It is not known whether the leaders of the Japanese Liberal Democratic Party (LDP) are familiar with the fundamentals of the Christian religion that is alien to them – and, in particular, with the Bible, which contains a very controversial phrase in the First Epistle to the Corinthians: “Let your wives be silent in the churches, for they are not allowed to speak. ” But the rules for holding meetings of the governing body of this ruling party seem to be based to a certain extent on the postulate mentioned above.
LDP General Secretary Toshihiro Nikai recently announced that women members of parliament will be allowed to attend meetings of the party’s majority-male steering committee, but they should express their views on the issues discussed at these meetings only in writing and only after the meeting.
The LDP has been the ruling party for 60 of the 66 years of independent Japan’s postwar history. The 12-member steering committee of the party has only two women, while the general council has only three women out of 25. There are only 10% of women in the House of Representatives of the Japanese Parliament.

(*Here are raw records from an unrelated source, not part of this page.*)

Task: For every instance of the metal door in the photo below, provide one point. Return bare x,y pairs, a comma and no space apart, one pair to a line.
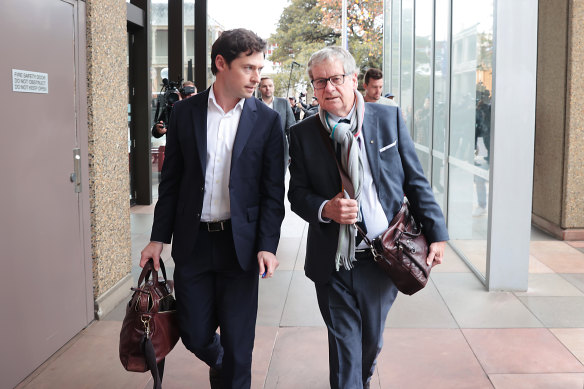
46,291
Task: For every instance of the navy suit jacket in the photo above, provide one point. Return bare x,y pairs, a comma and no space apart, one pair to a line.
256,182
396,171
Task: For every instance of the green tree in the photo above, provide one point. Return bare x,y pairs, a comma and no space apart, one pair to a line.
308,25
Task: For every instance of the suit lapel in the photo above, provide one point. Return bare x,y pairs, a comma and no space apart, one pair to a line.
369,129
199,116
245,128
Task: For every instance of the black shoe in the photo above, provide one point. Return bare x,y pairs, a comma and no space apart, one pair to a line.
215,378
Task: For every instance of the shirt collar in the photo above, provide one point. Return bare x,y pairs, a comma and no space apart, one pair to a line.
335,118
213,100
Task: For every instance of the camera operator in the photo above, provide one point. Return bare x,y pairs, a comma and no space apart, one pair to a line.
171,96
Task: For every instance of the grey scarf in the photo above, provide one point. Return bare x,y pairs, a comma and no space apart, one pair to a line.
345,135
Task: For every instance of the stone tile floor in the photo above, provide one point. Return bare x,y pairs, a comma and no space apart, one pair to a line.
453,334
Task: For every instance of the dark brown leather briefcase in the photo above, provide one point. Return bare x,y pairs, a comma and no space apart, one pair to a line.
149,331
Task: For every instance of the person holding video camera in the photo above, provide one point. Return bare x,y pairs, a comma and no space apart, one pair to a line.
187,90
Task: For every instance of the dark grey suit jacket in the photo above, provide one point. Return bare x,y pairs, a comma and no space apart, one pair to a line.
396,171
256,182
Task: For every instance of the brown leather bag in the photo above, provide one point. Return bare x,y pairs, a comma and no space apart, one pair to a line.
150,330
401,252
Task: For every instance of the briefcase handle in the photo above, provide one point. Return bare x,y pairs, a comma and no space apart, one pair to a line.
149,269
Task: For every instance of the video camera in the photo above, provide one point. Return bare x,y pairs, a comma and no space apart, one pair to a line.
169,94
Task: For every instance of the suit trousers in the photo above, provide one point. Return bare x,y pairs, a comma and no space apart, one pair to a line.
213,291
354,305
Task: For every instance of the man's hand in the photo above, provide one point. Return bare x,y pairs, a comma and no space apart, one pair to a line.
160,128
341,210
436,253
152,250
268,264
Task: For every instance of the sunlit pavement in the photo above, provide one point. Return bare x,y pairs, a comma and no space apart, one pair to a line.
453,334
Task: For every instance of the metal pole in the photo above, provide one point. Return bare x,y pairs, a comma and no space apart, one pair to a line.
345,43
290,77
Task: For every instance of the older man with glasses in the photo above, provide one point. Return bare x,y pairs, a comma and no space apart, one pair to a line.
373,148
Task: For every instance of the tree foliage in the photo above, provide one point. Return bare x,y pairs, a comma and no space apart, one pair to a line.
306,26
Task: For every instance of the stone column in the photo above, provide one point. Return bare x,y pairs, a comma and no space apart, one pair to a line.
107,101
558,195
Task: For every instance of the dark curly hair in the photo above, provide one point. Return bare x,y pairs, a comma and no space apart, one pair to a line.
372,74
233,42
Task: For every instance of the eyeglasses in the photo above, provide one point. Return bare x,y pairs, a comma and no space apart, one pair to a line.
320,83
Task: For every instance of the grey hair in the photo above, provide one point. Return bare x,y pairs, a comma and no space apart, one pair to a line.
332,53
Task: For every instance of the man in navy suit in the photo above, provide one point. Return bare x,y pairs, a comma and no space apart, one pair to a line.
221,200
375,150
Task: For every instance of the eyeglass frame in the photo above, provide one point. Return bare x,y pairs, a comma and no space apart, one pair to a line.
327,80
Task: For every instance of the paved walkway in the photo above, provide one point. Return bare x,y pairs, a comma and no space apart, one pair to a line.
453,334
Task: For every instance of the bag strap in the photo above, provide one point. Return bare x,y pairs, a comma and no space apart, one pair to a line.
345,180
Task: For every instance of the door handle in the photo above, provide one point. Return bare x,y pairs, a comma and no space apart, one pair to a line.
76,175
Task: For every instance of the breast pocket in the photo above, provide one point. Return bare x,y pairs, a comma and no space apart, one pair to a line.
389,146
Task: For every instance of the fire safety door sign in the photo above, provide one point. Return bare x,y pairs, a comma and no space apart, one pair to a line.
29,82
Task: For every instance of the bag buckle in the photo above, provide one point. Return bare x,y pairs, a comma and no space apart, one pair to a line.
146,321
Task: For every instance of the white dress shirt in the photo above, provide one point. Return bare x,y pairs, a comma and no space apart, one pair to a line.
221,131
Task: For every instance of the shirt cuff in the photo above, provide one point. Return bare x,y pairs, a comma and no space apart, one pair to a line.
320,218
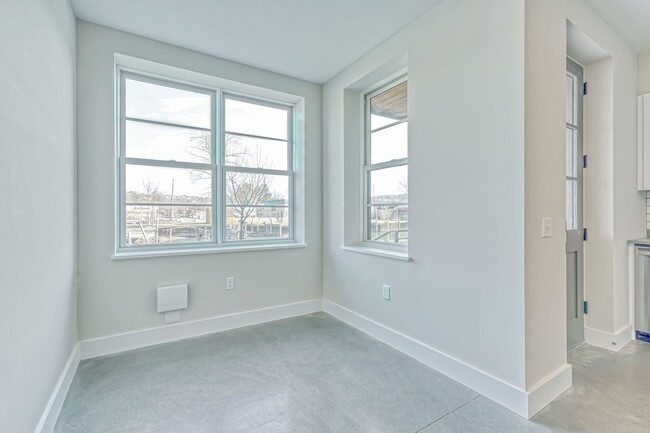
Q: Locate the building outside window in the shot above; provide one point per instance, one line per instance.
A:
(386, 166)
(201, 167)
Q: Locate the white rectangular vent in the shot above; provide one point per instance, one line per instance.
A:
(172, 298)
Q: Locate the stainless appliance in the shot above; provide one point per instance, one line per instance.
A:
(642, 292)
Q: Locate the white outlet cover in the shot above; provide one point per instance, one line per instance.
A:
(547, 227)
(386, 292)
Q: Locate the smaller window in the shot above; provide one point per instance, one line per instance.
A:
(386, 166)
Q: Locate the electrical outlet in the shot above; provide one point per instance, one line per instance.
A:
(386, 292)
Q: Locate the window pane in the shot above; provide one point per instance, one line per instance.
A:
(256, 152)
(571, 204)
(571, 153)
(389, 106)
(255, 119)
(388, 185)
(256, 189)
(257, 223)
(388, 224)
(167, 143)
(388, 144)
(150, 225)
(146, 184)
(167, 104)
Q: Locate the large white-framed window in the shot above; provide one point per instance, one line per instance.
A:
(385, 169)
(202, 167)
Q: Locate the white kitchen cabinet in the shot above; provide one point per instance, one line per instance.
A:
(643, 149)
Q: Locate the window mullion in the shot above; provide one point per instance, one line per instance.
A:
(219, 218)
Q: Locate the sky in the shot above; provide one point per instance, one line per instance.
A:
(151, 141)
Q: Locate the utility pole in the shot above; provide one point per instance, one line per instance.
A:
(171, 202)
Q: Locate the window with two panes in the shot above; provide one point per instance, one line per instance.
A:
(386, 165)
(200, 166)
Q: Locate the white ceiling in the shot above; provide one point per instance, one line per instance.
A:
(308, 39)
(629, 18)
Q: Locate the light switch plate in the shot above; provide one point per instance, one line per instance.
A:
(386, 292)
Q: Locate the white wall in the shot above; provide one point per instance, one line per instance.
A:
(620, 212)
(643, 73)
(37, 186)
(462, 293)
(118, 296)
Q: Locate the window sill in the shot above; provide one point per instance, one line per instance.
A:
(379, 252)
(147, 253)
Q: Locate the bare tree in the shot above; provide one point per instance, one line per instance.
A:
(152, 195)
(244, 191)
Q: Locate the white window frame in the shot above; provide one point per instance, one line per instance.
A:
(367, 167)
(219, 90)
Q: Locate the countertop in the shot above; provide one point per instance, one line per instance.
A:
(640, 241)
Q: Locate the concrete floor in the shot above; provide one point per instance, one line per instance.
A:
(316, 374)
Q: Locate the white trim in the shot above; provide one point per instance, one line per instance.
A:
(523, 403)
(178, 331)
(631, 281)
(549, 388)
(55, 403)
(148, 252)
(607, 340)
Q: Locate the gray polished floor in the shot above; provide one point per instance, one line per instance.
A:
(316, 374)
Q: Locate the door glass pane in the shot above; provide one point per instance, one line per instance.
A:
(251, 152)
(167, 143)
(571, 204)
(572, 285)
(570, 98)
(571, 153)
(389, 143)
(167, 104)
(388, 223)
(255, 119)
(388, 185)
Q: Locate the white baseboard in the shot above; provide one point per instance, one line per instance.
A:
(608, 340)
(549, 388)
(53, 408)
(178, 331)
(507, 395)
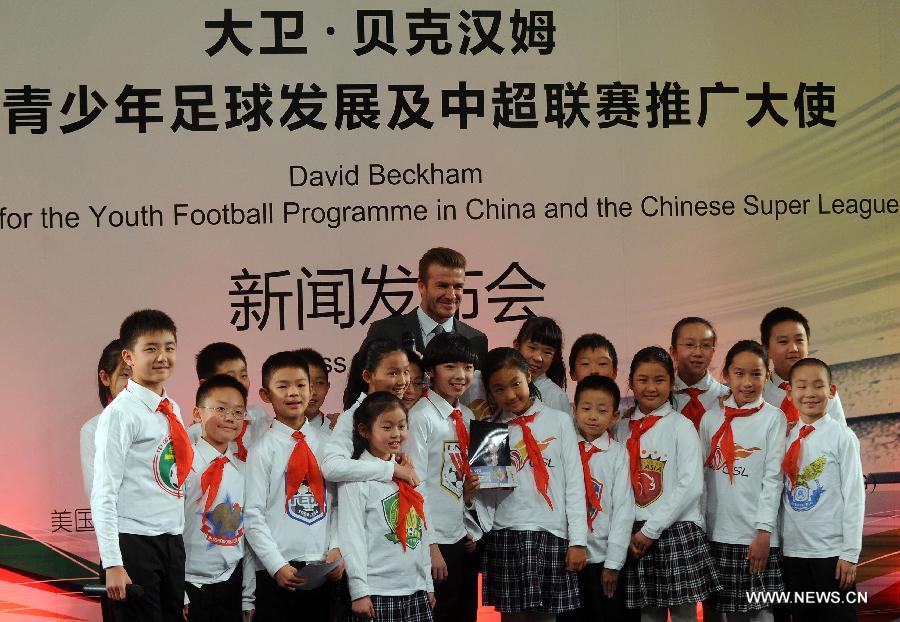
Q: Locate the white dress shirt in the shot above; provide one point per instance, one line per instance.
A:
(523, 508)
(736, 511)
(433, 446)
(671, 471)
(135, 480)
(552, 394)
(280, 532)
(609, 540)
(376, 563)
(822, 516)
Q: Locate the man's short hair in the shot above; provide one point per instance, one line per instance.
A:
(446, 257)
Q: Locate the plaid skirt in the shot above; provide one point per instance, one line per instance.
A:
(411, 608)
(526, 571)
(678, 569)
(734, 572)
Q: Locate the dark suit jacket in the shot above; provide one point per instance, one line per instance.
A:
(394, 326)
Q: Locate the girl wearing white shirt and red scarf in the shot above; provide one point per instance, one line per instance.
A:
(537, 542)
(670, 568)
(743, 446)
(381, 525)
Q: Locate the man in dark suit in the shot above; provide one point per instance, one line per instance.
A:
(442, 275)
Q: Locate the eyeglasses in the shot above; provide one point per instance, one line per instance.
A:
(706, 348)
(237, 415)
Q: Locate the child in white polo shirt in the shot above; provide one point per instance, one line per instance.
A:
(610, 501)
(382, 525)
(438, 446)
(823, 505)
(692, 349)
(214, 506)
(143, 456)
(743, 446)
(289, 505)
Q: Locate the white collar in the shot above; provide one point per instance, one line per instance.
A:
(428, 324)
(732, 404)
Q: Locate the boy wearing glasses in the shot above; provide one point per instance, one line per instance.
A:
(214, 508)
(695, 391)
(226, 358)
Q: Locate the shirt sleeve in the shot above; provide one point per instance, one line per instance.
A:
(86, 443)
(622, 516)
(256, 528)
(248, 583)
(853, 493)
(576, 517)
(420, 430)
(688, 486)
(338, 466)
(353, 540)
(773, 480)
(115, 434)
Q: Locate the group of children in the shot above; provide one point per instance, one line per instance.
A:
(702, 492)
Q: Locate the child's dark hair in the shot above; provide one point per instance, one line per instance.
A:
(690, 320)
(499, 358)
(746, 345)
(414, 358)
(653, 354)
(143, 322)
(777, 316)
(599, 383)
(109, 362)
(811, 362)
(213, 355)
(219, 381)
(448, 348)
(546, 332)
(366, 414)
(281, 360)
(593, 341)
(368, 358)
(313, 359)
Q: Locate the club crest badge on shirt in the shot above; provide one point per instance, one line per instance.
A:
(391, 507)
(451, 469)
(650, 480)
(808, 490)
(164, 470)
(223, 525)
(740, 453)
(303, 506)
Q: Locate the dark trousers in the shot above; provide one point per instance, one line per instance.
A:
(156, 563)
(276, 604)
(595, 606)
(816, 575)
(216, 602)
(448, 593)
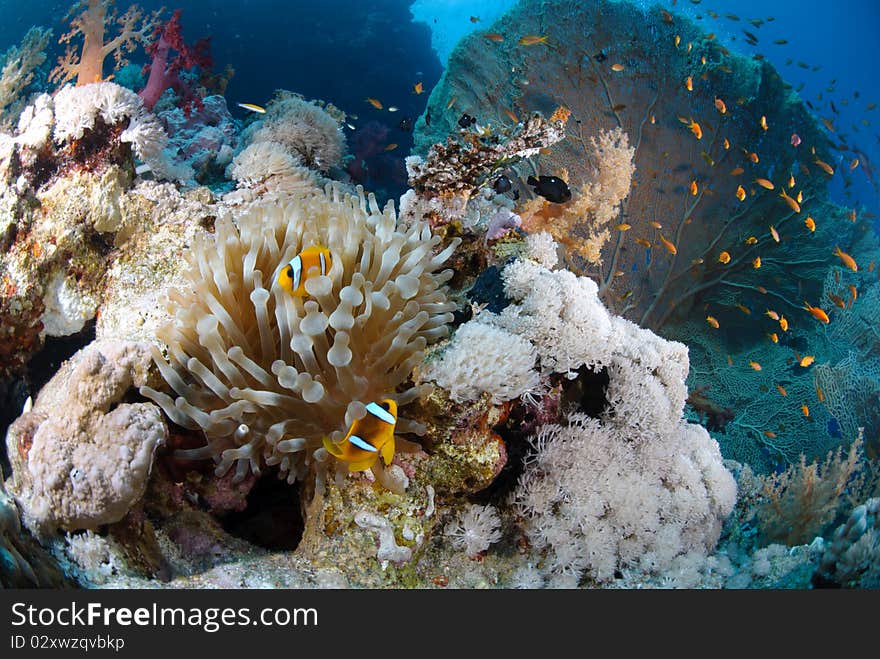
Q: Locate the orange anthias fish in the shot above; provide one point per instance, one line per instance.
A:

The statement of the LDP secretary general drew criticism from the liberal media, which called him “discriminatory” and “suffering from social deafness.” The writer Mieko Kawakami noted that Nikai’s remarks show the inability of the party leadership to grasp the concept of gender equality. “In their view, men will take care of women as long as women do not threaten their careers and leave their ranks,” said Kawakami. “In Japan, women will always be considered second-class citizens.”
The chairman of the Tokyo Organizing Olympic Committee, Yoshiro Mori, a former prime minister of the country, recently resigned. The reason for the scandal was a statement by Mori, in which he allowed an increase in the number of women on the board of directors of the committee on the condition that “the time allotted for their speeches will be limited in a certain way.”